I got some excited. "Here, now," I says; "this lets me out of a good deal of trouble to have you take it this way, but all the same as I've drunk your whiskey and ate your bread, I'll stand at your back till your belt caves in. You pass this idea up—it's dangerous—and I'll make you a foolish proposition; you take the bagpipes and I'll take the sword and we will pass away to lively music. Darn my skin if I'll see a friend turned over to those tarriers and sit still."

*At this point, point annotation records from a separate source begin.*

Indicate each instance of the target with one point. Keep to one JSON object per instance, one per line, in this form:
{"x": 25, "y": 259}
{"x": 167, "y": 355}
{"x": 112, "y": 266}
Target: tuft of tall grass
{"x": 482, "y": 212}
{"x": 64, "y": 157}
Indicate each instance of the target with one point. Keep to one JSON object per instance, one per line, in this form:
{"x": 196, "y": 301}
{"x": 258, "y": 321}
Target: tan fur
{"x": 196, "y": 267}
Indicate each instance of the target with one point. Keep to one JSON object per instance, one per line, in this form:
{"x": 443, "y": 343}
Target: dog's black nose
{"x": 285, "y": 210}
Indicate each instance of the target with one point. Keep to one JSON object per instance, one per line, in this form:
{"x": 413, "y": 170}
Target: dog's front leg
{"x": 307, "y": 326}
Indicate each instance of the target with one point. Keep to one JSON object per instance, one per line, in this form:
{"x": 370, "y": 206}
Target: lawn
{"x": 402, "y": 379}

"Heugh!" says he. "What's a man but a man? As safe with them as anywhere—and what do I care about safe? What's left me, anyhow? Will you watch the sheep till they send from the ranch?"
"Why, yes," says I. "But——"
He waved his hand and walked towards the Injuns. "Voy," says he.
"Hungh!" says they. "Bueno."
I laid my hand on his shoulder for one more try. Every brave picked up his gun and beaded me.
"Drop the guns!" says Colin Hiccup Grunt. And down went the guns. You'd be surprised at his tone of voice; it meant, as plain as you could put it in words, "We will now put down the guns." Oh, yes, it meant it entirely. And he looked a foot taller. The change had done him good.
"Well," thinks I; "my boys, I reckon you've got your chief, and as there ain't another peek of light out of this business, I shelve my kick."
"Where is the señor's horse?" asks Colin.
"In the hills," says the Injun, before he thought.
"Bring it," says Colin.
"Ha!" says all the Injuns, and they sent a man for my mustang. That quick guess surprised the whole lot of us.
We went together to the cabin, to get his belongings and to cache the whiskey. If it come into our friend's heads to rummage we might have a poor evening of it.
"Leave me that sock as a momentum," says I.
"'Tain't finished," says he.
"Never mind. I want it to put under my pillow to dream on," and I have it yet.
One half-hour after that I sat in the doorway, scratching my head and thinkin'; whilst before my eyes marched off Colin Hiccup Grunt, Great Peace Chief of the Yumas, bare-legged and red-headed, with his wool hat on one side and his bagpipe squealin', at the head of his company. You won't see such a sight often, so I watched 'em out of eyeshot.
It chanced I was asleep inside when the rider came from the ranch, so when I stuck my head out to answer his hail, "Why," says he, "how you've changed!" He was surprised, that man.
"You ain't done nothing to old Scotty?" says he, looking cross.
"No," says I. "Hold your hand. He's gone off and joined the Injuns."
Then I up and told him the story.
"Hungh!" says he. "Well, that's just like him!"